Red Star owner Frank McMains said that although his bar attracts a large number of students, it has never crossed his mind to host drinking games at his bar because “Red Star doesn’t really have that vibe.” McMains remains compliant with ATC regulations by offering drink specials only within regulated times and at regulated prices, and Red Star’s bartenders are certified and trained not to serve anyone who’s had too much to drink.
It is relatively easy to eliminate drinking games in bars, but it is much harder to eliminate overconsumption of alcohol. In theory, anything can be turned into a drinking game – a fact that some students use to boast their creativity – and anyone who wants to get drunk can do so without the aid of teammates and game equipment. What can lawmakers and school officials do to help the students realize that they are not unbreakable?
The first important step is alcohol education. “LSU takes the issue of high-risk drinking very seriously and has policies in place to help students make more informed choices,” said Hope McPhatter, Wellness Education Coordinator for the Student Health Center.

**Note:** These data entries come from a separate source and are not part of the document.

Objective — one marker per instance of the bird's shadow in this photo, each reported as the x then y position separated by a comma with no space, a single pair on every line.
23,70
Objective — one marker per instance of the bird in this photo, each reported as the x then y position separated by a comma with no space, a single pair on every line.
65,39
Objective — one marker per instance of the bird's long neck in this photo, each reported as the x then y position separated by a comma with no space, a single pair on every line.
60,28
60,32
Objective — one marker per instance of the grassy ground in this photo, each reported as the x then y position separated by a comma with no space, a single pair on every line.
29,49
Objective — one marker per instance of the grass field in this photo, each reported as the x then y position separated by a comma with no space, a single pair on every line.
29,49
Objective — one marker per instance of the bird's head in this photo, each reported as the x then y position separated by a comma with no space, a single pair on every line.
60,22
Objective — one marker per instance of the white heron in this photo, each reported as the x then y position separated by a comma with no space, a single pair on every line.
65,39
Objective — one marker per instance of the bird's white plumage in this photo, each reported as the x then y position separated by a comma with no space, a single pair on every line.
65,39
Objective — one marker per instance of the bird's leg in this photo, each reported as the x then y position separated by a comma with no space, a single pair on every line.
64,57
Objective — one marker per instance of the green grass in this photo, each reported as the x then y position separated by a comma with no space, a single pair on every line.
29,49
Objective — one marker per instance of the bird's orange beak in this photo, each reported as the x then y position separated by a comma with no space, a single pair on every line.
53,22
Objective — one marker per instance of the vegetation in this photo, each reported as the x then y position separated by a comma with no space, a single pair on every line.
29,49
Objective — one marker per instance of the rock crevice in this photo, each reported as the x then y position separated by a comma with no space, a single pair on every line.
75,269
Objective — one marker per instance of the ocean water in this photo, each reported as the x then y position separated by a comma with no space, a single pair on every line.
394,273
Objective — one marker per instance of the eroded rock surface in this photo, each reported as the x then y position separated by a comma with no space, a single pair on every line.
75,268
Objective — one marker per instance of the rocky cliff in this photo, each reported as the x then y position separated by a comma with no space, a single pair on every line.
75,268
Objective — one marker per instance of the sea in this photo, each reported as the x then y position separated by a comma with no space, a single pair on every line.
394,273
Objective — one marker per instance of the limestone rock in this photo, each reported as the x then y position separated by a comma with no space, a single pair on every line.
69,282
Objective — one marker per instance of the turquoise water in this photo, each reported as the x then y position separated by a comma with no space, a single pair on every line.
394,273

One such policy is MyStudentBody.com, a mandatory online alcohol education program put in place by the Wellness Education Department to ensure that all incoming students will have basic knowledge about the dangers and consequences of high risk drinking, how to help a friend and where to find resources available should there be a problem. The deadline for this spring is April 23, 2010.
Enforcement of campus alcohol laws is another preventative measure – albeit unpopular among students. The Office of Student Advocacy and Accountability works to keep individual students and the campus as a whole safe by enforcing the code of conduct on alcohol and other drugs, and the Residential Life staff is trained to recognize and respond to situations concerning alcohol.
The biggest impediment to the prevention of overconsumption of alcohol is a raucous student drinking culture. Students must realize the consequences of their actions and learn moderation even as they celebrate their youth and freedom.